If you've been having difficulty reaching this site….

This is why:

OpenDNS, the San Francisco security startup that runs the PhishTank anti-phishing initiative, has been hit by a massive DDoS (distributed denial-of-service attack).
The 400mbps botnet attack did not affect the company’s core recursive DNS resolution service. The OpenDNS.com home page and corporate blog were crippled for about 90 minutes on Dec. 1.
The attack appears to be targeting EveryDNS, a sibling business owned and operated by OpenDNS CEO David Ulevitch. OpenDNS uses services from EveryDNS.

I actually got hit from two directions. First, I use EveryDNS as the DNS authority for geoffarnold.com. Second, it turns out that one of EveryDNS’s servers was located in the same physical rack as grommit (the system that hosts geoffarnold.com), so the attack consumed most of the bandwidth into our (shared) switch.

Test your tonedeafness

Tim Bray alerted me to a fascinating on-line test of pitch perception, called Test your musical skills in 6 minutes!

While working at the music and neuroimaging lab at Beth Israel/Harvard Medical School in Boston, I developed a quick online way to screen for the tonedeafness. It actually turned out to be a pretty good test to check for overall pitch perception ability. The test is purposefully made very hard, so excellent musicians rarely score above 80% correct. Give it a try!

To my amazement, I scored 94.4%.

River's back

River’s back. I’m sure I’m not the only person who checked her blog regularly, saw no new postings, and wondered with a sinking heart whether she had fallen victim to the violence that engulfs her country. As she said,

This has been the longest time I have been away from blogging. There were several reasons for my disappearance the major one being the fact that every time I felt the urge to write about Iraq, about the situation, I’d be filled with a certain hopelessness that can’t be put into words and that I suspect other Iraqis feel also.

And then she rips into those who are criticizing the latest Johns Hopkins/Lancet study.

There are Iraqi women who have not shed their black mourning robes since 2003 because each time the end of the proper mourning period comes around, some other relative dies and the countdown begins once again.

As Andrew Sullivan puts it, “How to disagree? She is living this nightmare. We are merely watching it unfold.”

What starship do I belong on?

Via Terry:

You scored as Moya (Farscape). You are surrounded by muppets. But that is okay because they are your friends and have shown many times that they can be trusted. Now if only you could stop being bothered about wormholes.

Moya (Farscape)

75%

Nebuchadnezzar (The Matrix)

69%

Galactica (Battlestar: Galactica)

69%

Enterprise D (Star Trek)

69%

SG-1 (Stargate)

63%

Andromeda Ascendant (Andromeda)

56%

Millennium Falcon (Star Wars)

56%

Serenity (Firefly)

50%

Babylon 5 (Babylon 5)

50%

Deep Space Nine (Star Trek)

44%

FBI’s X-Files Division (The X-Files)

31%

Bebop (Cowboy Bebop)

19%

Your Ultimate Sci-Fi Profile II: which sci-fi crew would you best fit in? (pics)
created with QuizFarm.com

20 words

I was updating my profile at the UK social networking site, Friends Reunited, and decided to pay attention to a question that I’d hitherto ignored: “What are your 20 favourite words”. This is what I came up with:
love, peace, new, unexpected, honest, whimsy, intense, tranquil, touch, trust, humanism, experiment, imagination, learn, reflection, evolution, revolution, reason, create, teach

Tell me what I already believe… and make it funny

Scott Adams captures the zeitgeist:

All non-fiction best-selling opinion books are nothing more than your own opinions fed back to you with seasoning. Ann Coulter sells to conservatives who agree with her. Al Franken sells to liberals who agree with him. And they do it brilliantly, in my opinion.

And what happens if you violate the pattern?

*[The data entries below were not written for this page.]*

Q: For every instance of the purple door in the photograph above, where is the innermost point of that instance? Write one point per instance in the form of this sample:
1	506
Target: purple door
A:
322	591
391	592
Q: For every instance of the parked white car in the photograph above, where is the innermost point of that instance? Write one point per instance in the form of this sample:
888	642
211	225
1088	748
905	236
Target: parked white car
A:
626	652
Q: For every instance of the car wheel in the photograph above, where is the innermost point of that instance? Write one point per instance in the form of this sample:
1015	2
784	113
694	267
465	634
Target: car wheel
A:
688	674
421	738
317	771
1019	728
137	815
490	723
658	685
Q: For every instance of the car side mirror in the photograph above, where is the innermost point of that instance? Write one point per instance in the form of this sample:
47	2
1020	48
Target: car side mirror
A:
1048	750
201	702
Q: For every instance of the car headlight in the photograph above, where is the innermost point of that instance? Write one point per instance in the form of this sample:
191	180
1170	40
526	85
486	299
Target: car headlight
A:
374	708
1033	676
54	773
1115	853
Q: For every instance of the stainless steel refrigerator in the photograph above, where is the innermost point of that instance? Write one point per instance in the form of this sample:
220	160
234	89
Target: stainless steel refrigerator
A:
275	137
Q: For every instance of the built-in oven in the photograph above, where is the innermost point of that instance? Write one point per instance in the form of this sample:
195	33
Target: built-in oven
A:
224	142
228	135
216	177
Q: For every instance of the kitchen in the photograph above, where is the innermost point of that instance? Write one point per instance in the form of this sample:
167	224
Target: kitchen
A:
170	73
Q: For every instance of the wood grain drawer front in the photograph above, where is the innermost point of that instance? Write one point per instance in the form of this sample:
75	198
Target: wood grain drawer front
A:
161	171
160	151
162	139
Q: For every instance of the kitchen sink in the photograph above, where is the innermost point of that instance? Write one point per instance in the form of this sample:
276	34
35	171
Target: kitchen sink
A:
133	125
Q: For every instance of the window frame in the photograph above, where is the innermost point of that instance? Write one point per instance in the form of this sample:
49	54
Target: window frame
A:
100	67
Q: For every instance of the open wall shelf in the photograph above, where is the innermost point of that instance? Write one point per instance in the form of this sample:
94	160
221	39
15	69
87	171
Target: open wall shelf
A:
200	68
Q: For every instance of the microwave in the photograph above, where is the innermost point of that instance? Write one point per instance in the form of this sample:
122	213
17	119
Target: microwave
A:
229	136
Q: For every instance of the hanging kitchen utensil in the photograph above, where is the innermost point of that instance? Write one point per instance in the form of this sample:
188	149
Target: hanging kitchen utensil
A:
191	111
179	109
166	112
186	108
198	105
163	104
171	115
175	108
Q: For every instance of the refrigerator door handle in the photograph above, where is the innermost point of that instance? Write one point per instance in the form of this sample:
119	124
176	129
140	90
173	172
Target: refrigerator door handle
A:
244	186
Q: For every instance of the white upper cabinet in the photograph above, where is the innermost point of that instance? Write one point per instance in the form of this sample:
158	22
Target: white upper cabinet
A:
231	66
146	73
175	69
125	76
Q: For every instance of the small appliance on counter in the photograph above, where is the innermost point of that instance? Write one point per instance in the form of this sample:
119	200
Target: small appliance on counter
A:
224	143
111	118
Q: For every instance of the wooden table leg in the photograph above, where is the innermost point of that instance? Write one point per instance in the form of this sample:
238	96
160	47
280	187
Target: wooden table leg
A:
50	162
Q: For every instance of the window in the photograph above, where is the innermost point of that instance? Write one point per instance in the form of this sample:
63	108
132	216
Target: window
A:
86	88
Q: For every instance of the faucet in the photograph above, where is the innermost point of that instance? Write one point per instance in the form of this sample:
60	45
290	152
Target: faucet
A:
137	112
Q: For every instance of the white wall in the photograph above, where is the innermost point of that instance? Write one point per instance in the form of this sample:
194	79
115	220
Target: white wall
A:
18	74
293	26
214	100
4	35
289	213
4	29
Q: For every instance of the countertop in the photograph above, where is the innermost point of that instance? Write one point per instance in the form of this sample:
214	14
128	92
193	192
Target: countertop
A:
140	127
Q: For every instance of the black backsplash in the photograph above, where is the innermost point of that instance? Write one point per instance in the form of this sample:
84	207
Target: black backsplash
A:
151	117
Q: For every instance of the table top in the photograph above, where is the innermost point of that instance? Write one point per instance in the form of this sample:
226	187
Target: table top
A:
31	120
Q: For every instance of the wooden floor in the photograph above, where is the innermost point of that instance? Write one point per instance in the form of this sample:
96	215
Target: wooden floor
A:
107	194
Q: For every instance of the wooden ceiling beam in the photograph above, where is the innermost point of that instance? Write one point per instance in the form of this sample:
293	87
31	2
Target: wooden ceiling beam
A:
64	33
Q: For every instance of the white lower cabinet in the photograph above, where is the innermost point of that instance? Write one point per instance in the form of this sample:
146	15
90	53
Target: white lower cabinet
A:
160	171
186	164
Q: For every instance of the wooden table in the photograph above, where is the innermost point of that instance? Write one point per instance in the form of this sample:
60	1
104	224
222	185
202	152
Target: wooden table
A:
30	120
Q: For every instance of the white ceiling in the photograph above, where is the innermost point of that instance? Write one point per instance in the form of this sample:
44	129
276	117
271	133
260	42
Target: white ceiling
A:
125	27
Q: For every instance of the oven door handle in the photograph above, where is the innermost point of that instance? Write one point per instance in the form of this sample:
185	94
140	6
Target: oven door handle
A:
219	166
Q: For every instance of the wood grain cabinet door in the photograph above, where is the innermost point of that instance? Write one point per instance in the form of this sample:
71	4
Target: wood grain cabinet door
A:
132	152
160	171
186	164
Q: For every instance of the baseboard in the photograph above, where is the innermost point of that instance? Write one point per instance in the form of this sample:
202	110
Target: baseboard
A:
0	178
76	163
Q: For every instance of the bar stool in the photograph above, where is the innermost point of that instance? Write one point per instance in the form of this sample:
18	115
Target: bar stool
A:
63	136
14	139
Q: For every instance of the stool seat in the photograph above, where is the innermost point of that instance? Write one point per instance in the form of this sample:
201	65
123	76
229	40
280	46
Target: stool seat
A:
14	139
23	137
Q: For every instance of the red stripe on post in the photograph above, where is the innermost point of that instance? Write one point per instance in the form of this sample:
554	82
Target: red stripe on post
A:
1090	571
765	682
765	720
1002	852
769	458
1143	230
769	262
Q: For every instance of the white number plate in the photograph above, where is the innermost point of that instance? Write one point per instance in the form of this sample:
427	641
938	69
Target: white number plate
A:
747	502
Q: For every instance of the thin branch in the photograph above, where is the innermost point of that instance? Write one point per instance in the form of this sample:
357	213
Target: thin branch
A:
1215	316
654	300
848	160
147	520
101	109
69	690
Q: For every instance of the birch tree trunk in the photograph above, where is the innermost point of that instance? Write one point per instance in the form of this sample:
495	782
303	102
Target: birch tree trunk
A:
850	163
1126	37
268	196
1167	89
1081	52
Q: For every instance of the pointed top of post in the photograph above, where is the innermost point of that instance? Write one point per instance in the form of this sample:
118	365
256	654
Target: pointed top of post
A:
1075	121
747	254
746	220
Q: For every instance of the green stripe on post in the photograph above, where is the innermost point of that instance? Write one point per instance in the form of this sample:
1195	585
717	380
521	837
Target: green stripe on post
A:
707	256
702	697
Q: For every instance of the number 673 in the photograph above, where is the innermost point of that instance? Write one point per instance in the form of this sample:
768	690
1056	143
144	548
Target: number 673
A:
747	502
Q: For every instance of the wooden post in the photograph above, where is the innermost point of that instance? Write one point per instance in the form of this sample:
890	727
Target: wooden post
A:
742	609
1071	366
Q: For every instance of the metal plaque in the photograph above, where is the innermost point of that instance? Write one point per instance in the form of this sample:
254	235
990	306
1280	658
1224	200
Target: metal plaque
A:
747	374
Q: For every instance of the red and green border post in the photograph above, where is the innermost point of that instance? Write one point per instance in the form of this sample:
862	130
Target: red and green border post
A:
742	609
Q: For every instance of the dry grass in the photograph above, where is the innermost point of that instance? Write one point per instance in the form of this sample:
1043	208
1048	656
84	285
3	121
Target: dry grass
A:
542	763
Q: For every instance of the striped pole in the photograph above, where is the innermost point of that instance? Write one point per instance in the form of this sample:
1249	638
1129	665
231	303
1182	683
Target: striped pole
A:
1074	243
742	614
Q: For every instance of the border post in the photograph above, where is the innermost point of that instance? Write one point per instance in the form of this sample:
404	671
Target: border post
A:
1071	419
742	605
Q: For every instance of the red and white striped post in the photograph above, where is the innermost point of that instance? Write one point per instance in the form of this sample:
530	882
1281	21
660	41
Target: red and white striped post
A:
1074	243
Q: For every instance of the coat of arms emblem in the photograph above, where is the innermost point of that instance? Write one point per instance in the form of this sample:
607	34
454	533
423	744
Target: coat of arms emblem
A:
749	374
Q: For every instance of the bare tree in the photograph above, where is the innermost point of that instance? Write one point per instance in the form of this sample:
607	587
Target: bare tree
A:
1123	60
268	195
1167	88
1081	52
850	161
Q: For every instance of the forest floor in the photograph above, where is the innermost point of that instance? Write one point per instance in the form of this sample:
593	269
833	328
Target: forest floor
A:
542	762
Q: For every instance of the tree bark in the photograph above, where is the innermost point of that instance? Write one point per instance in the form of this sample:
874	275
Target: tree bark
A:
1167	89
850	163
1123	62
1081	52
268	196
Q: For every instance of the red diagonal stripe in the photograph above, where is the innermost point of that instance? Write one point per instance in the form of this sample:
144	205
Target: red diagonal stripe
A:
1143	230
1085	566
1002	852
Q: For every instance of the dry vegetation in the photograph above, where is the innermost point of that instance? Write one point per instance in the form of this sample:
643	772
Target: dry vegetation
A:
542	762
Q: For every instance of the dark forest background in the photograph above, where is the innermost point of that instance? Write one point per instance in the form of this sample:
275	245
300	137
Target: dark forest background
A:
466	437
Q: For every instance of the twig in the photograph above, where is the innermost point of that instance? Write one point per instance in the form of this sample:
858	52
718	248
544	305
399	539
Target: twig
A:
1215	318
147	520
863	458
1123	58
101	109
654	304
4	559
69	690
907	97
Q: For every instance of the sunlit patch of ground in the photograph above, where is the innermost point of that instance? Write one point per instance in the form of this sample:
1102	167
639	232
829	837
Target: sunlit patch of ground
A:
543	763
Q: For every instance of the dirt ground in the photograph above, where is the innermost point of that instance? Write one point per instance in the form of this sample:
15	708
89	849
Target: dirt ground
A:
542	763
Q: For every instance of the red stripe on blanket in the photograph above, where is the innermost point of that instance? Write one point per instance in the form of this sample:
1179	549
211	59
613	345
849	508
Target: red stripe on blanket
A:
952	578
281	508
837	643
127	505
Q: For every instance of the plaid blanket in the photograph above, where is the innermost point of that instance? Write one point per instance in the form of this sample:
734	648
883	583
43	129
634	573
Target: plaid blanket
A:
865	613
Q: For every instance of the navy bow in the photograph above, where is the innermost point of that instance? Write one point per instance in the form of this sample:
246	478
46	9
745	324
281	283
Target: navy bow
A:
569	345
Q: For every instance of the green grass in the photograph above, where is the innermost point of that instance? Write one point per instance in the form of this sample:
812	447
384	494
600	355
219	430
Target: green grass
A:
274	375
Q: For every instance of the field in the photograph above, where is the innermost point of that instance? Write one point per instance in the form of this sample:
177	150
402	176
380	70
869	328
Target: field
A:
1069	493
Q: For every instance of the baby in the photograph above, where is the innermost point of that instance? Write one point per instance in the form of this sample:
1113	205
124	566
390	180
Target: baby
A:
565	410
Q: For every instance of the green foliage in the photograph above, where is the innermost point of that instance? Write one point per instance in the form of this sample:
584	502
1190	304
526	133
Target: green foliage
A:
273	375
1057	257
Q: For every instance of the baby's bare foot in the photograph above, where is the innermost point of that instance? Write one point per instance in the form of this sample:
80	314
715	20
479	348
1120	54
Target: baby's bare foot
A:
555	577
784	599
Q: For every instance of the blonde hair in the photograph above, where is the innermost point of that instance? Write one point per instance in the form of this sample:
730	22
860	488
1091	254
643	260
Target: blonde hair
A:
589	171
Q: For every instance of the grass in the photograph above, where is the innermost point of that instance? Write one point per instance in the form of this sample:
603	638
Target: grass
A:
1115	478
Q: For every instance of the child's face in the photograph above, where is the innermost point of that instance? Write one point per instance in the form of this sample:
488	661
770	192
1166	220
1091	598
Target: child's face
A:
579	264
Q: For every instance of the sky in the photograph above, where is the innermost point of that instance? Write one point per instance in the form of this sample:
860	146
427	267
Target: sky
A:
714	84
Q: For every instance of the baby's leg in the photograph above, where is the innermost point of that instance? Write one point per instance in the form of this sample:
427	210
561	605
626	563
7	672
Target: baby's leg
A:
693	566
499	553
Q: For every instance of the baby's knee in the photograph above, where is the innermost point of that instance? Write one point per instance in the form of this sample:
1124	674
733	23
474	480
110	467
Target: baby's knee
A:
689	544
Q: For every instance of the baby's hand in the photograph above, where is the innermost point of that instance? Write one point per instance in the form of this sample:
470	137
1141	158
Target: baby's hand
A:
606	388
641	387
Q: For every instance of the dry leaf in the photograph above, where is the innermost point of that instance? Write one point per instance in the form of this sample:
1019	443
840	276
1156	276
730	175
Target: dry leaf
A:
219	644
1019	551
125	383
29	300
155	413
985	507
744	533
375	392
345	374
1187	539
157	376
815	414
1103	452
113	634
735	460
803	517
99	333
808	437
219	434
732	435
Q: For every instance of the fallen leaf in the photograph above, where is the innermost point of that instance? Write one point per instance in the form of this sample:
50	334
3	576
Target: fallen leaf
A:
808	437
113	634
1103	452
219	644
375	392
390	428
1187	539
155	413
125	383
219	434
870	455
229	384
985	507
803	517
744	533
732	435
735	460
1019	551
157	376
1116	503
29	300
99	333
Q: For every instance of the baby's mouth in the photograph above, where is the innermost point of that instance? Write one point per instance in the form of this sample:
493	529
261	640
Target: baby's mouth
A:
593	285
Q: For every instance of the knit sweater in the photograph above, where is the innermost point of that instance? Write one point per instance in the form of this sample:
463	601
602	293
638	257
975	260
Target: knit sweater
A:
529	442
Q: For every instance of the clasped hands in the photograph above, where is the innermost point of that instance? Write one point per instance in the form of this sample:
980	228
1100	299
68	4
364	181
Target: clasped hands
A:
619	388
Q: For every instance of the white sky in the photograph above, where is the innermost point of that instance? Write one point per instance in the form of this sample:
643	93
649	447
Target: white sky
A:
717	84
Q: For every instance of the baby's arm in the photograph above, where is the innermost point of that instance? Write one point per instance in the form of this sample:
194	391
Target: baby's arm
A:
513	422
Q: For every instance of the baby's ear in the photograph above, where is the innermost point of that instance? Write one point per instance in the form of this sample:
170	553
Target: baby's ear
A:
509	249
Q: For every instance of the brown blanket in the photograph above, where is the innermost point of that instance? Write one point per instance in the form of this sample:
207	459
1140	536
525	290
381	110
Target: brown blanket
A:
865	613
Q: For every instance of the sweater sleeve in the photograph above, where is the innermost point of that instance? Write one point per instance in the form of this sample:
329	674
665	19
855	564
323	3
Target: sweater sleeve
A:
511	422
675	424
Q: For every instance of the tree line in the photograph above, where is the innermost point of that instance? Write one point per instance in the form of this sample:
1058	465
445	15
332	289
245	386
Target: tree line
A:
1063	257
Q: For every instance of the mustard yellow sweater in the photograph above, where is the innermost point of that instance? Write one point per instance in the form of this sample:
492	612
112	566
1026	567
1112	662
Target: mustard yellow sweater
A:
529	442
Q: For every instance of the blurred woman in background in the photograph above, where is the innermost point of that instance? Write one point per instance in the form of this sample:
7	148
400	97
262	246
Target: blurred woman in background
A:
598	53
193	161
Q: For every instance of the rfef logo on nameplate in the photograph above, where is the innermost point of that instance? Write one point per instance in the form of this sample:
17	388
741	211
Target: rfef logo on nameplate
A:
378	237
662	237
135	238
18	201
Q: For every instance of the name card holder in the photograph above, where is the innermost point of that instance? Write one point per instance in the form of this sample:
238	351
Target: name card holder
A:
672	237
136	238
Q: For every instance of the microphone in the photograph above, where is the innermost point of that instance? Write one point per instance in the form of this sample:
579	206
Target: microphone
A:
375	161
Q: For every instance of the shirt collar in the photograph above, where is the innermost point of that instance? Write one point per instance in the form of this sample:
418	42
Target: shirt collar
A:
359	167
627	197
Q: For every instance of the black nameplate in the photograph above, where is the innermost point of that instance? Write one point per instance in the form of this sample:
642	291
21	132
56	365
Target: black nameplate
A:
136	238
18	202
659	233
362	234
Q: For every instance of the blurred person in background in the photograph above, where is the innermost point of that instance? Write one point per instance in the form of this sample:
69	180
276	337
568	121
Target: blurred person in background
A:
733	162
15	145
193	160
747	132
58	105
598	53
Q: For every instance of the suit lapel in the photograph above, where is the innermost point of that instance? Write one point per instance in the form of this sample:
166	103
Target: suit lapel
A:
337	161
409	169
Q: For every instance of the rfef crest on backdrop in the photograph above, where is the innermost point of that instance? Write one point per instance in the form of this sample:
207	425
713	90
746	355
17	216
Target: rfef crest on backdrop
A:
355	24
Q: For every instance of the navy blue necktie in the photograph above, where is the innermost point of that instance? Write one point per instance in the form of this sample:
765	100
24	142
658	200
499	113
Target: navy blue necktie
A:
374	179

I often have no opinion at all about how we should deal with a world issue because I rarely feel I have enough information to make a good call. What I do have is strong opinions on how we should be THINKING about a problem. I’m all about the process[…] Thinking about the best way to approach a problem is so rare and unexpected that it causes cognitive dissonance in many readers. They want me to have an opinion so they can agree with it or disagree. So they solve the dissonance by assigning me to an opinion they have heard before – “cheese-eating surrender monkey” for example. And then they attack the opinion they hallucinated me to have.

And of course the reason that I enjoyed this piece is because I agree with it…. Scott just served up one of my opinions, with seasoning. Which demonstrates that even his “process” bias represents an opinion that people can endorse or reject. (It’s turtles all the way down.)